Wire-drawing dies that employ diamond as the bearing material have been available for many years. Typically, a portion of a wire-drawing die that forms a die cavity for shaping the wire is made from natural diamond. Natural diamond has commonly been used for the portion of the wire-drawing die that forms the die cavity. However, the size of the die cavity is limited by the availability of suitably-sized natural diamond pieces. Moreover, the cost of natural diamond can be prohibitively high for large die cavities.
Polycrystalline diamond has also been used for the die cavity. FIG. 1 shows a side cross-sectional view of a prior art design for a wire-drawing die 10 that utilizes polycrystalline diamond. The wire-drawing die 10 includes a polycrystalline diamond compact (“PDC”) 11 formed of an inner, annular polycrystalline diamond (“PCD”) region 12 that is often bonded to an outer cobalt-cemented tungsten carbide cylinder 14. The PCD region 12 also includes a die cavity 16 configured for receiving and shaping a wire being drawn. The wire-drawing die 10 is typically encased in stainless steel to allow for handling and marking. In use, a wire 18 of a diameter d, is drawn through die cavity 16 along a wire drawing axis 20 to reduce the diameter of the wire 18 to a reduced diameter d2.
A variety of conventional processes may be used for fabricating the wire-drawing die 10. Typically, a hollow of the tungsten carbide cylinder 14 is packed with diamond particles. The tungsten carbide cylinder 14 and the diamond particles are subjected to an ultra-high-pressure, ultra-high-temperature (“HPHT”) process that melts a portion of the cobalt from tungsten carbide cylinder 14. The melted cobalt is swept into the interstitial regions of the diamond particles from a region of the tungsten carbide cylinder 14 adjacent to the diamond particles. The melted cobalt acts as a catalyst that promotes bonding of the diamond particles to form a coherent mass of polycrystalline diamond shown as the PCD region 12 in FIG. 1 . Laser drilling may be used to form a hole through the sintered polycrystalline diamond that is subsequently smoothly finished to form the die cavity 16.

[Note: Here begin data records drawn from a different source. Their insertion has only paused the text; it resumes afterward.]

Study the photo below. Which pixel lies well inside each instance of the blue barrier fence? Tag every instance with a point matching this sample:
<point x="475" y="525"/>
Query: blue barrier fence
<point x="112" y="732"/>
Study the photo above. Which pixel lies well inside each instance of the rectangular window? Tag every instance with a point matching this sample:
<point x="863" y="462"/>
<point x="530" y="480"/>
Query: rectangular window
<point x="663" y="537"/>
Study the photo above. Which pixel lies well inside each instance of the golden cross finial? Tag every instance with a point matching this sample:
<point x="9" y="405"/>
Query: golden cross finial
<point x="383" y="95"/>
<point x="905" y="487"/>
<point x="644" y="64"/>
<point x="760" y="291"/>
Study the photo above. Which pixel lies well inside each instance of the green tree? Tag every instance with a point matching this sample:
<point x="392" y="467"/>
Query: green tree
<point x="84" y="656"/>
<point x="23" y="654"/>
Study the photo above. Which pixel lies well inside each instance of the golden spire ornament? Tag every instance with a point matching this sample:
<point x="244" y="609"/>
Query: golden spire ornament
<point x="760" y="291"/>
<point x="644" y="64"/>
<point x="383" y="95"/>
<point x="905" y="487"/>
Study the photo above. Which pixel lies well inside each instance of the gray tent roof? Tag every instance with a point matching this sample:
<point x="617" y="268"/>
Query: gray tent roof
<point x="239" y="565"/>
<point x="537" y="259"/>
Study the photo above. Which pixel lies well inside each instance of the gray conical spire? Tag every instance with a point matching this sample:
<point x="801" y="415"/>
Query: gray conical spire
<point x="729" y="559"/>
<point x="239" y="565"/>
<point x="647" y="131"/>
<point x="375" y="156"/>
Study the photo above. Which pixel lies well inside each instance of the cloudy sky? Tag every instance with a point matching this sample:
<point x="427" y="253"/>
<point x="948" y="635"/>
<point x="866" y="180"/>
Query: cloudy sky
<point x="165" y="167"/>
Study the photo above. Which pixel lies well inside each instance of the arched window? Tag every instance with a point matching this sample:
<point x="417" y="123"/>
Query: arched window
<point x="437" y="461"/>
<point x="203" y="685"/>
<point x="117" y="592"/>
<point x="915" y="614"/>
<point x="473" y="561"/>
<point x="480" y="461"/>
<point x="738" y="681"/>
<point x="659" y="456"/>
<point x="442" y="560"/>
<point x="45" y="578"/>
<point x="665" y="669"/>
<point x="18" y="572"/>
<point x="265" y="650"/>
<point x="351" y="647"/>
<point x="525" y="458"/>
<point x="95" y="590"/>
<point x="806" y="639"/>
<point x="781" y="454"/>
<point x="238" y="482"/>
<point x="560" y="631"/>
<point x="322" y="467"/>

Increasing the size of the die cavity 16 to allow for drawing large-diameter wire and wire bundles (e.g., over about 0.5 inch diameter) tends to result in a lower quality PCD region 12. Inefficiency of cobalt diffusion by the conventional radial sweep-through technique is believed to be one factor causing this decrease in quality for the PCD region 12. Radial diffusion may fail to provide a sufficient cobalt concentration near the center of the PCD region 12, resulting in poorly bonded diamond particles in the PCD region 12 and porosity in the PCD region 12. These defects may render the PCD region 12 unusable or may decrease the lifetime of the wire-drawing die 10. Additionally, larger, more expensive diamond presses are used to sinter larger PCD regions 12. Fabrication of large-diameter superhard dies of high quality can be therefore difficult and expensive. Manufacturers and users of wire-drawing dies continue to seek improved superhard wire-drawing dies for drawing large-diameter wires and wire bundles.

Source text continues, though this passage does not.